Ингеборг с такой силой стиснула пальцы на его плече, что их костяшки побелели. У нее не хватило решимости добавить, что смерть его станет подобна задутому огоньку свечи.
Молчание.
— Не бойся, не стану, — сказал он наконец.
— Будь благословенна Надя за ее доброту… — Женщина судорожно вздохнула. — И все же, Тауно, любимый мой… ты ведь не захочешь жить так всегда? Неужели год за годом, столетие за столетием ты будешь жить только ради того, что утратил… нет, того, чем никогда по-настоящему не обладал? — Она повернулась, взглянула на его лицо. Ее губы задрожали. — Господь не одарил тебя душой. Но как может он бросить тебя навечно в аду?
— Это не…
Ингеборг вцепилась в него обеими руками:
— Выброси этот амулет в море! Сегодня же!
— Никогда.
Внезапно Тауно улыбнулся, его тон смягчился. Он наклонился к Ингеборг и коснулся губами ее лба:
— Не бойся, мой добрый друг. Все будет сделано хорошо. Ты страдала, и это заставило страдать меня, но конец уже совсем близок. Даю тебе в этом мое честное слово.

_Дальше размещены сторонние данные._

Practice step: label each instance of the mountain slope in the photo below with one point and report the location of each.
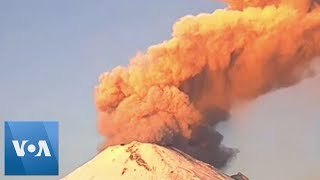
(144, 161)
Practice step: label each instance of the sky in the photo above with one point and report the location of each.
(52, 53)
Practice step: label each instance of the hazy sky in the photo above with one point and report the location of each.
(51, 55)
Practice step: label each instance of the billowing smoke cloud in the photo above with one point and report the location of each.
(177, 92)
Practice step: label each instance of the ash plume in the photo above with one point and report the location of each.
(177, 92)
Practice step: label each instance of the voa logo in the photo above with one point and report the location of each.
(42, 144)
(31, 148)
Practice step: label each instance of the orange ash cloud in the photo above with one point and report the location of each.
(176, 92)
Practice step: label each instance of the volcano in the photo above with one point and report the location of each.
(145, 161)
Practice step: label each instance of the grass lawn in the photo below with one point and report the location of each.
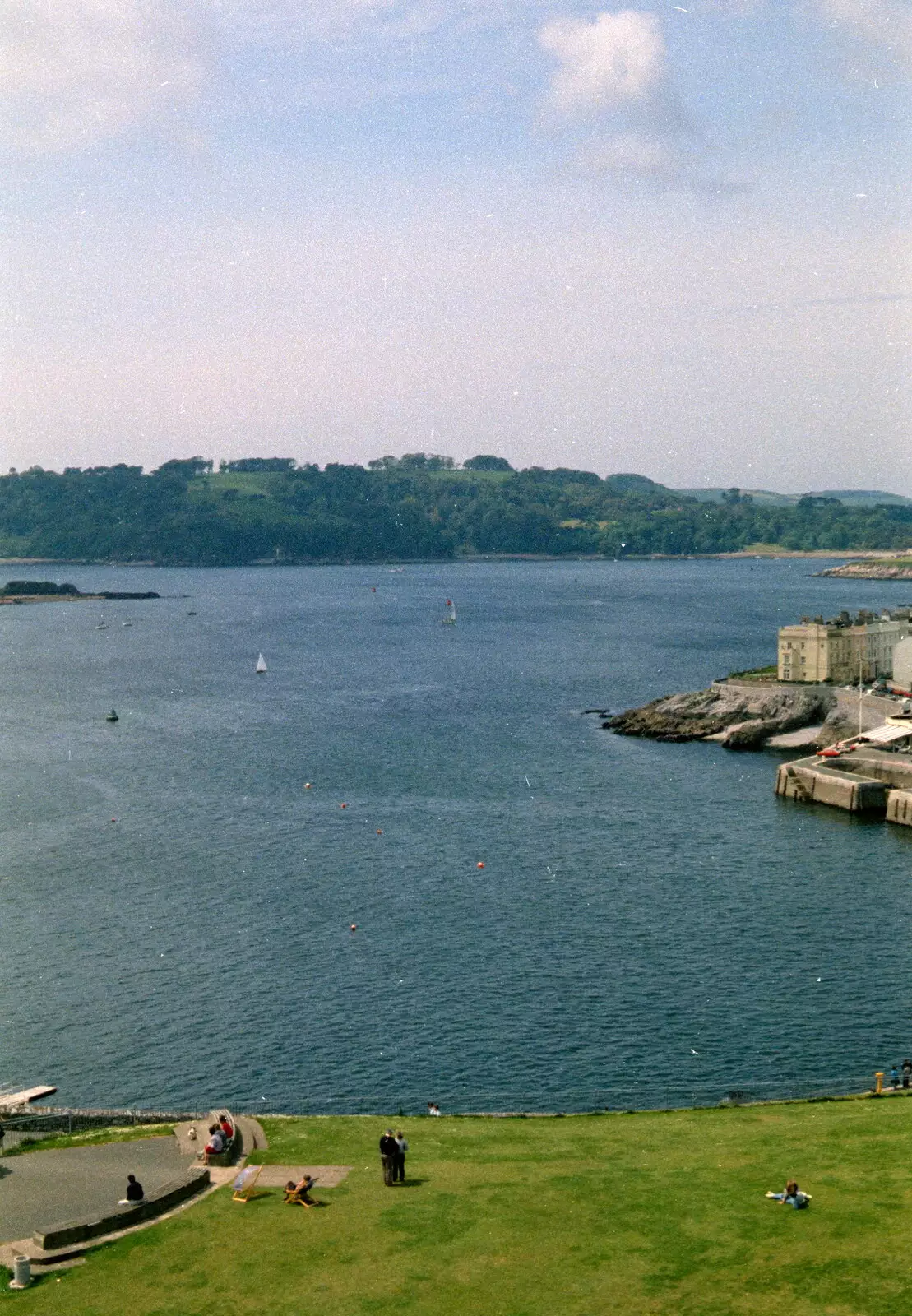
(651, 1212)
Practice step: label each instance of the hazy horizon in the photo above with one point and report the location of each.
(670, 240)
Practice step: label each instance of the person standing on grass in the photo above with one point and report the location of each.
(399, 1168)
(388, 1149)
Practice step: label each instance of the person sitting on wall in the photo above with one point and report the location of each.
(216, 1144)
(133, 1193)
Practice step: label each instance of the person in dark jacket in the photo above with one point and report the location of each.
(388, 1149)
(133, 1193)
(399, 1168)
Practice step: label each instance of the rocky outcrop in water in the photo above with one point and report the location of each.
(734, 715)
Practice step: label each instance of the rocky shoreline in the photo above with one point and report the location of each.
(868, 570)
(737, 716)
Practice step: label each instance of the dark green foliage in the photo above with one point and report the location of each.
(414, 507)
(15, 587)
(487, 464)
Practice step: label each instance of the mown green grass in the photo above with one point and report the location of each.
(91, 1138)
(579, 1216)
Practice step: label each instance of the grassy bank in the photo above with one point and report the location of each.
(578, 1216)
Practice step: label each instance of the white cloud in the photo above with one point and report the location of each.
(607, 63)
(878, 23)
(636, 155)
(76, 70)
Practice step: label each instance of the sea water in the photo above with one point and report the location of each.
(650, 924)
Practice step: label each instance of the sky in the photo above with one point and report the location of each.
(670, 240)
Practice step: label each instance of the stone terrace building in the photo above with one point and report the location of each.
(841, 651)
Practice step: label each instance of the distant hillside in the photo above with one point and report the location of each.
(850, 498)
(414, 507)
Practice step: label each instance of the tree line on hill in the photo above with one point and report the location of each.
(419, 507)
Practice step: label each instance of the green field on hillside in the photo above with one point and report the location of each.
(578, 1216)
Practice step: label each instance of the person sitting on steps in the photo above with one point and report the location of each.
(133, 1193)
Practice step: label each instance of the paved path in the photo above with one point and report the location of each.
(44, 1189)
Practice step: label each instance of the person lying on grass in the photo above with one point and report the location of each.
(791, 1195)
(300, 1193)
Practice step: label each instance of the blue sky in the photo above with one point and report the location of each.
(670, 240)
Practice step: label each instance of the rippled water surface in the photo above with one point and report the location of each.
(650, 924)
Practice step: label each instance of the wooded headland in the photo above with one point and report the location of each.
(414, 507)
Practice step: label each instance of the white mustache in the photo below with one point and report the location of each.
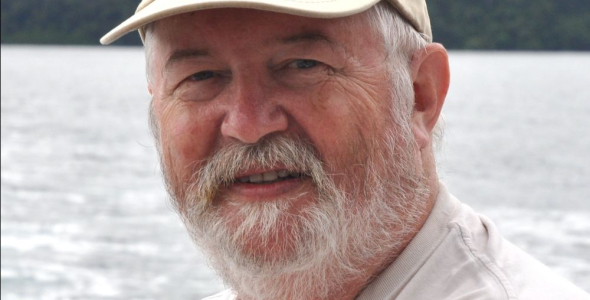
(289, 152)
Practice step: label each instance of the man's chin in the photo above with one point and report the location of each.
(267, 233)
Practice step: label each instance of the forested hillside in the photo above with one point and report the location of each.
(459, 24)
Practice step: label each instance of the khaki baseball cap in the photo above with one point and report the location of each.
(148, 11)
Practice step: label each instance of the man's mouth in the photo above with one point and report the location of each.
(269, 177)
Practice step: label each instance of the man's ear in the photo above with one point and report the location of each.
(430, 77)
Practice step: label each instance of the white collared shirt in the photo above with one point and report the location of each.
(459, 254)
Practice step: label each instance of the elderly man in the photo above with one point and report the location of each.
(296, 142)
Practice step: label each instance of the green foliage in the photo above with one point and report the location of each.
(512, 24)
(64, 21)
(458, 24)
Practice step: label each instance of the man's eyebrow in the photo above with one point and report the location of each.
(183, 54)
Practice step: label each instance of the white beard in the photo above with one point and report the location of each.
(337, 239)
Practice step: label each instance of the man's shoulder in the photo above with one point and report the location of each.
(520, 275)
(224, 295)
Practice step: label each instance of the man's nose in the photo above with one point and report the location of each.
(253, 113)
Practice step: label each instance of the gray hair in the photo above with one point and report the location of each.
(400, 41)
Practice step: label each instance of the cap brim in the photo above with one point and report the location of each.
(165, 8)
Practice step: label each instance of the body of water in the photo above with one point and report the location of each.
(85, 215)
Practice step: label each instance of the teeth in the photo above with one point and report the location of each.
(256, 178)
(268, 176)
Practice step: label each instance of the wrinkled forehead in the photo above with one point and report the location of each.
(239, 28)
(243, 23)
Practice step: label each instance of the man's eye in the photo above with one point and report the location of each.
(202, 76)
(304, 63)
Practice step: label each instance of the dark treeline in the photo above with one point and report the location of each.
(458, 24)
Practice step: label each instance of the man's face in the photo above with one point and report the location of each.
(238, 94)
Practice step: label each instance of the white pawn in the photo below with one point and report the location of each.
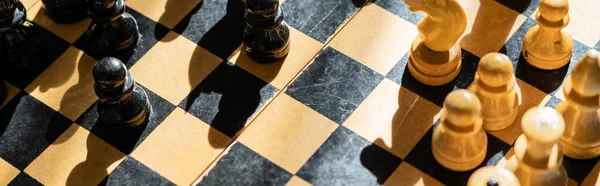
(459, 142)
(547, 46)
(580, 110)
(496, 88)
(537, 158)
(492, 175)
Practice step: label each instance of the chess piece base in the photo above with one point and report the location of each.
(499, 175)
(500, 123)
(580, 140)
(431, 67)
(532, 172)
(453, 157)
(545, 53)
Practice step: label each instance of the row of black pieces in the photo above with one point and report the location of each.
(266, 36)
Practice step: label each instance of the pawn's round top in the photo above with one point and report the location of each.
(263, 8)
(105, 10)
(492, 175)
(495, 69)
(586, 74)
(543, 124)
(261, 5)
(462, 107)
(554, 10)
(109, 72)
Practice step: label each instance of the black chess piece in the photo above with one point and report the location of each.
(113, 31)
(267, 35)
(2, 91)
(66, 11)
(19, 43)
(123, 105)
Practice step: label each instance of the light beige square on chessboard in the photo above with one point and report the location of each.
(490, 25)
(406, 174)
(68, 32)
(375, 37)
(393, 118)
(581, 27)
(302, 50)
(181, 148)
(287, 133)
(529, 97)
(7, 172)
(297, 181)
(582, 13)
(174, 67)
(165, 12)
(67, 85)
(77, 157)
(11, 92)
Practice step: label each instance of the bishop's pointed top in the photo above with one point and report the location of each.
(586, 74)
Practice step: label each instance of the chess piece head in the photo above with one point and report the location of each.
(543, 124)
(109, 73)
(586, 74)
(264, 8)
(105, 10)
(462, 107)
(554, 10)
(493, 175)
(7, 7)
(495, 69)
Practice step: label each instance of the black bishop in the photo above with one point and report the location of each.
(122, 105)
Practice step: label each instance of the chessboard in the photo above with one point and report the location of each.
(340, 109)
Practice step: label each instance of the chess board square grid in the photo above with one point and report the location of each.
(499, 142)
(394, 8)
(74, 35)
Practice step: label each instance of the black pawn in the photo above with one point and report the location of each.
(113, 31)
(2, 91)
(122, 104)
(19, 43)
(66, 11)
(267, 35)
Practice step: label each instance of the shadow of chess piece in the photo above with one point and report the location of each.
(496, 87)
(267, 35)
(580, 110)
(492, 175)
(459, 142)
(123, 106)
(435, 55)
(537, 158)
(19, 42)
(113, 31)
(547, 46)
(65, 11)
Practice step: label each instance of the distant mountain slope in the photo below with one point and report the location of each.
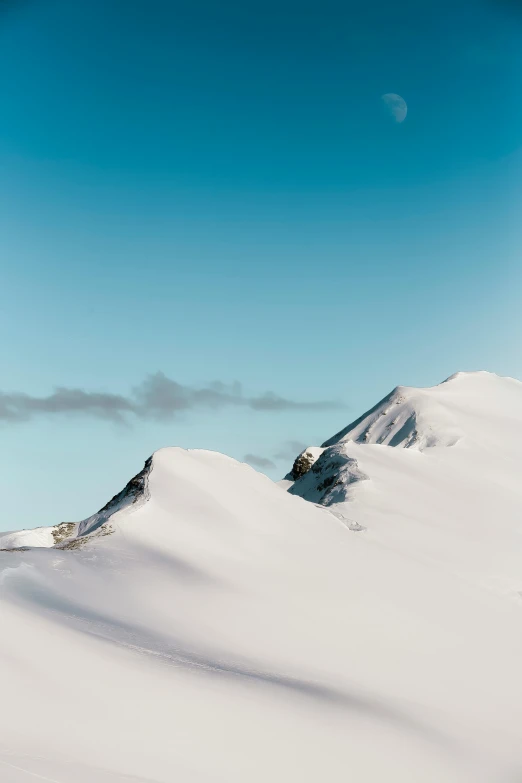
(434, 473)
(207, 626)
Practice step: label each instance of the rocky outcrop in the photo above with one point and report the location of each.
(136, 490)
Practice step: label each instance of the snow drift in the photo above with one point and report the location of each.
(208, 626)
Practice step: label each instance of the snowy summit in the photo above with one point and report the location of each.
(361, 620)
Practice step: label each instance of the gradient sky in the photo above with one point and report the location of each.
(214, 191)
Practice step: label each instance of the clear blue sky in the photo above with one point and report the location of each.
(215, 191)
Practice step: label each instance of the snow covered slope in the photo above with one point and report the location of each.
(208, 626)
(434, 473)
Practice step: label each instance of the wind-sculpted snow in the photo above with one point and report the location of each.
(329, 478)
(228, 631)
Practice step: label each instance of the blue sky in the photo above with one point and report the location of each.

— Что ты задумал? — ошеломленно пробормотала она.
— А вот что, — легко отозвался он. — Помнишь, что я рассказывал тебе об этом амулете, когда мы вернулись из Гренландии, — то, что ангакок поведал мне и Эйян? Мудрецы волшебного мира, которых я встретил по пути из Хорватии, согласились, что он говорил правду, и добавили к моим знаниям кое-что еще.
Надя обитает внутри этого талисмана, но не заперта в нем навсегда. Она может выйти из него в тело живого человека, если тот пригласит ее это сделать.
Так я и поступлю. Мы с Надей станем единым целым — еще более неразлучными, чем я желал прежде. И я не сделал этого раньше лишь потому, что хотел навестить тебя и узнать, как тебе живется в Дании…
Ингеборг закричала громче прежнего и отпрянула.